Concerns about the human health and environmental impacts of per- and polyfluoroalkyl substances – known as “PFAS” – are increasingly in the headlines and trending on a practically daily basis. Click here for the basics about PFAS chemicals and the potential adverse human health effects.
Last week, an environmental group released a study reporting that 610 sites in 43 states are contaminated with PFAS, with locations ranging from public water systems, military bases, airports, industrial facilities, and firefighting training sites. Here is one of the many news reports on the nationwide reach of the contamination.
All of this is being driven by the increasing amount of research into the adverse human health effects of PFAS chemicals and how they behave in the environment and in our bodies.
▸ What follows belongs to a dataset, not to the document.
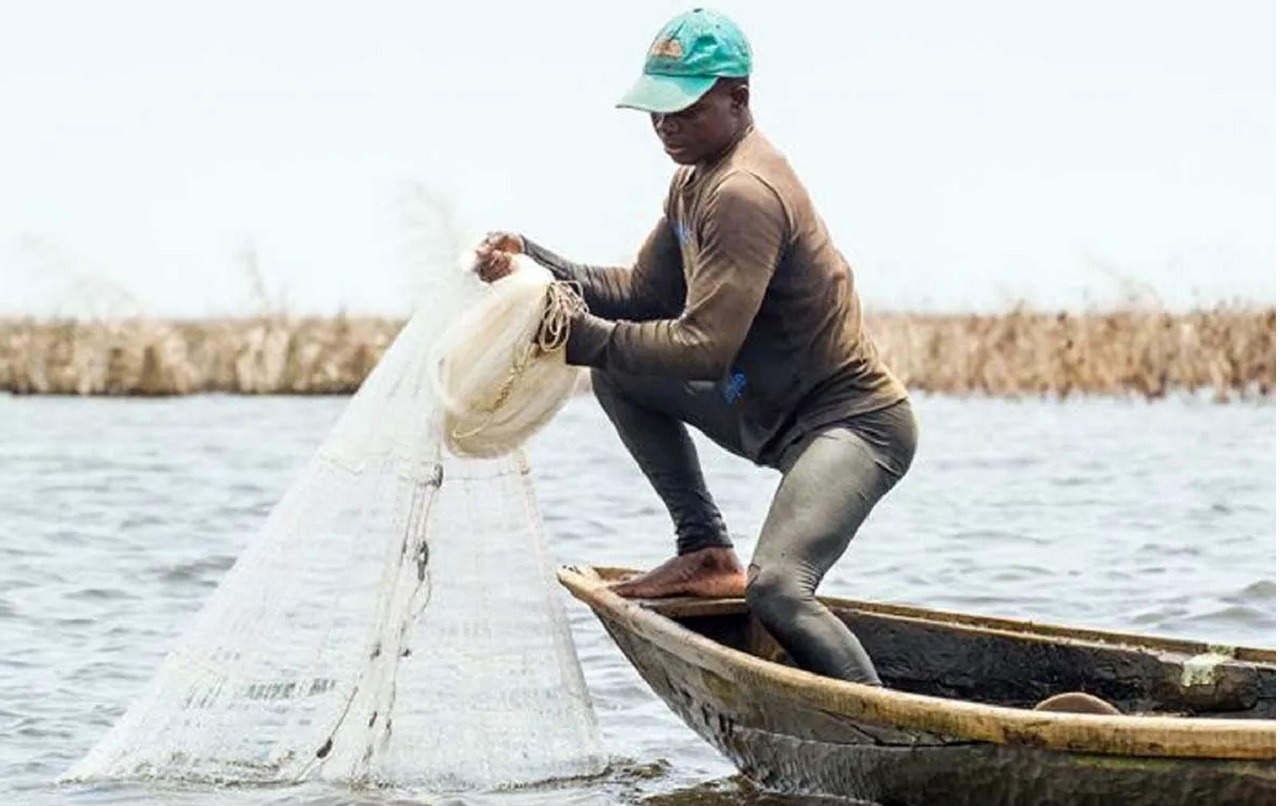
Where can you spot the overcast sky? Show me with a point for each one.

Why does it matter to today’s businesses and their lawyers? Regulators across the country are paying attention and taking action.
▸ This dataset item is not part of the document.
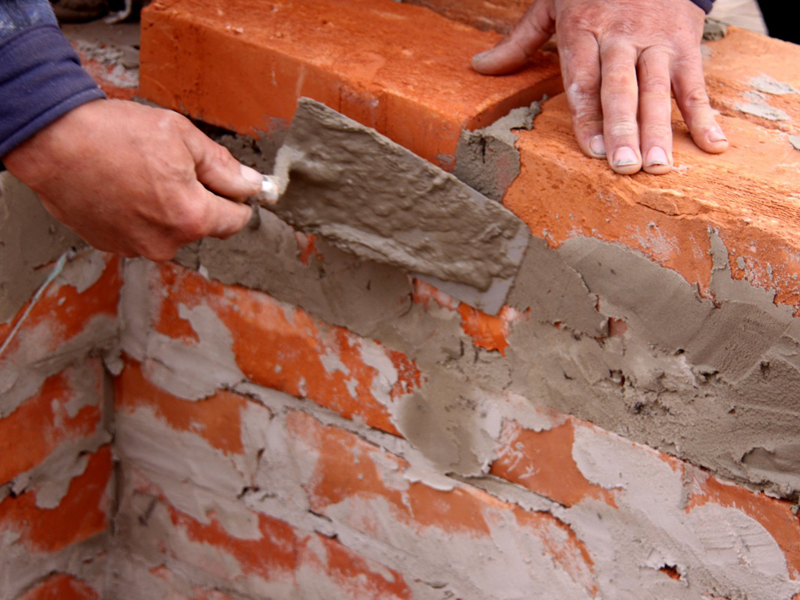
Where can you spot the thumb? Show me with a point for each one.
(218, 170)
(517, 46)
The recent flurry of regulatory actions to address PFAS contamination is creating a pipeline of liability risks that require attention and caution.
In the absence of an enforceable federal cleanup standard, dozens of states are taking action on their own. This means we are seeing a myriad of proposed standards and regulations, interim guidance, massive data gathering endeavors, and various interpretations of the growing body of research about these chemicals. It is a lot to keep up with.
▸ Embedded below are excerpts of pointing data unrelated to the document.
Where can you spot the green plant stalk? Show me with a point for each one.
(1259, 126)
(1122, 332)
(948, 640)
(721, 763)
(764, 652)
Here is a quick snap shot of recent regulatory activity from just a handful of those states. This is in no way a comprehensive list – if you are buying or selling, or taking a security interest in, real property or if your operations use PFAS chemicals (or used to), we recommend looking into what your state is doing or plans to do about PFAS.
Maine has been active on addressing PFAS for a few years now. Most recently, in March 2019, the Governor signed an executive order creating a task force to study the effects of PFAS and the Maine DEP established a new requirement to sample for PFAS in biosolids. The most timely and interesting development is the upcoming public stakeholder meeting on May 31, 2019 on the proposal to designate all PFAS as hazardous matter.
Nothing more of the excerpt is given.